Other anthropologists, too, disputed accusations in the Tierney book, which was excerpted in The New Yorker. Still, the American Anthropological Association decided that the questions about Chagnon’s work merited an investigation, and in 2002 it issued a report criticizing his depictions of the Yanomami and his dealings with certain government officials. (In 2005, however — without commenting on the merits of the criticism — the association rescinded the report, saying the way the investigation had been conducted had not met its standards.)

In 2012, Chagnon was elected to the National Academy of Science, the nation’s most prestigious scientific organization — an honor that his supporters proclaimed as a vindication.

Napoleon Alphonseau Chagnon was born Aug. 17, 1938, in Port Austin, Michigan, the second oldest of 12 children of Rollin and Mildred Elizabeth (Cavanaugh) Chagnon.
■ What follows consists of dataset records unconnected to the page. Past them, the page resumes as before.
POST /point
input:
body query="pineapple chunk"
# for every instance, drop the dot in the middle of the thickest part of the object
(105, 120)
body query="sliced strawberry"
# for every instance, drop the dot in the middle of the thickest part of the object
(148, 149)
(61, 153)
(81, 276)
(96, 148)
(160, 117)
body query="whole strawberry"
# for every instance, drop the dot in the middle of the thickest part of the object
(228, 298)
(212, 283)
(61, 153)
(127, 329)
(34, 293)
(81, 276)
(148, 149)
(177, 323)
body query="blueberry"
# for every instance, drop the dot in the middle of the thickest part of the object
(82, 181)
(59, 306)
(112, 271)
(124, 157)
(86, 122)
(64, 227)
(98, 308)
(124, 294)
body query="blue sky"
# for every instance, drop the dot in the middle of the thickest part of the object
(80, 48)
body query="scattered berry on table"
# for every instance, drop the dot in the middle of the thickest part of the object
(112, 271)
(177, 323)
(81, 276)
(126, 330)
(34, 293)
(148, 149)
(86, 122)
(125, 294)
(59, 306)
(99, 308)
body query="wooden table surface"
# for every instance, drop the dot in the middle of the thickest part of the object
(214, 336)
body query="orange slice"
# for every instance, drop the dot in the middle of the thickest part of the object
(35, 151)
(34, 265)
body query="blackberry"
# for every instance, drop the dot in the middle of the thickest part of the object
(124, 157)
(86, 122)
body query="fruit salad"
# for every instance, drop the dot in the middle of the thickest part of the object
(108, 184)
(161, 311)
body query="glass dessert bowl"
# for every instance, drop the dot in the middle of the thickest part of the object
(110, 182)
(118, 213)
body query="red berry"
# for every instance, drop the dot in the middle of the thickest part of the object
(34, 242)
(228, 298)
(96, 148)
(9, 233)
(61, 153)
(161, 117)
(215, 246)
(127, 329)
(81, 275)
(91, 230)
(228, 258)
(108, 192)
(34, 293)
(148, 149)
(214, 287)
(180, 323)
His father operated a funeral home, and his mother was a homemaker.

He entered the Michigan College of Mining and Technology intending to study physics but transferred after his freshman year to the University of Michigan, where he discovered courses in cultural anthropology. “I was hooked,” he said in a 2014 interview reported in Proceedings of the National Academy of Science.

He completed his master’s and doctoral degrees at Michigan while his wife, Carlene (Badgero) Chagnon, gave birth to their son and daughter.

Chagnon began his research in the Amazon as a graduate student in 1964, when he traveled to the Venezuela-Brazil border area on a 17-month expedition to the jungle territory of the Yanomami.

In an email, his daughter, Lisa Chagnon Cheponis, recalled an early research trip on which the family spent time with the Yanomami. Chagnon built a mud hut for his family, she said, and tribe members “would freely come in to watch us, for we fascinated them, with our weird pale skin and clothing.”

Chagnon eventually decided that his family would have to leave the jungle, his daughter said, in part because tribesmen made it known that “they wanted to trade something for me and keep me.”

Chagnon taught at Michigan as well as at Pennsylvania State University, Northwestern University and the University of California at Santa Barbara, where he retired in 1999. After his election to the National Academy of Science, he was appointed as a research professor of anthropology at the University of Missouri, a position he held until earlier this year.

In addition to his wife, his daughter and his granddaughter Machak, Chagnon, who lived in Traverse City, is survived by a son, Darius; four other grandchildren; and three step-grandchildren.

Machak, a filmmaker, said she was working with the Smithsonian Institution to archive and preserve years of films her grandfather had made in Amazonia, some of which are considered classics of anthropological filmmaking.